Porque la Resurrección, confesión de fe sobre el triunfo de la vida sobre la muerte en Jesús, es – al mismo tiempo - confesión en que en el destino último y definitivo del hombre no triunfa la muerte sino la vida, no triunfa la desesperanza sino la esperanza, no triunfa el mal sino la bondad misericordiosa de Dios. Pero esta confesión de fe nos empuja y compromete a construir con nuestros hechos y palabras, con todas nuestras actitudes y comportamientos, espacios de vida abundante en el aquí y ahora de nuestra historia. La vida plena que esperamos en el más allá comienza en el más acá de nuestras esperas cotidianas. El cielo nuevo ha de empezar por una tierra nueva.

La Semana Santa retrata, como ningún otro tiempo litúrgico, la paradoja y misterio de la vida humana en la concreta vida de Jesús de Nazaret y, con ello, toda la paradoja del misterio cristiano que es poder desde la debilidad y que es salvación desde la locura que supone el madero de la cruz. Porque nosotros – como dice – Pablo predicamos a Cristo Crucificado, escándalo para el mundo pero para nosotros “poder y fuerza”.

Que vivamos esta Semana Santa no como quien recorre un museo de antigüedades que ya cuentan 2000 años de historia sino como quienes hacemos memoria de hechos acontecidos en la persona de Jesús que hoy se actualizan y nos interpelan porque su pasión, muerte y resurrección ilumina nuestros padecimientos, nuestras luchas, nuestros trabajos, nuestros proyectos, nuestros amores, nuestros dolores, nuestras entregas, nuestros triunfos y fracasos, nuestros anhelos de un mundo más justo, humano y fraterno, nuestra muerte y nuestra vida abierta, en esperanza, al Dios de la vida abundante.
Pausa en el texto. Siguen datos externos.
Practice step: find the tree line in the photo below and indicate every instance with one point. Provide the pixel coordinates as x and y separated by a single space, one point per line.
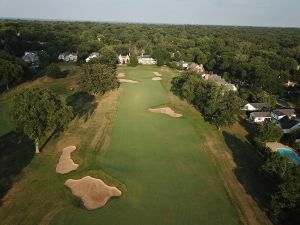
256 58
218 106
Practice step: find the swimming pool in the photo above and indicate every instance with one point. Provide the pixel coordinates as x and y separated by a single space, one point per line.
290 154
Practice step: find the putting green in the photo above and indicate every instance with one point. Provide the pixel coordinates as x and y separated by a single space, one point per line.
168 176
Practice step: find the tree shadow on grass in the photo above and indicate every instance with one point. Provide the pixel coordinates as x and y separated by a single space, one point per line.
16 152
248 164
83 104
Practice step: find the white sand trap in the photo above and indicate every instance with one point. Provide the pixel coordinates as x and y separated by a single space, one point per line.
66 164
167 111
93 192
156 78
128 81
121 75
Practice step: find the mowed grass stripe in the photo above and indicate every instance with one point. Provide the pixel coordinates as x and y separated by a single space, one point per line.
168 176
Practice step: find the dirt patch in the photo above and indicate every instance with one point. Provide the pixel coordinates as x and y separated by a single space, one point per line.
166 110
66 164
93 192
121 75
128 81
156 78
Que de esta Semana Santa, conmemorando lo vivido por Jesús y lo acontecido con El dos mil años atrás, saquemos poder y fuerza que ilumine nuestras historias personales y comunitarias y nos abra en esperanza a la celebración de la Pascua litúrgica y de la Pascua definitiva que esperamos y vamos construyendo en el ya pero todavía no de nuestra historia presente.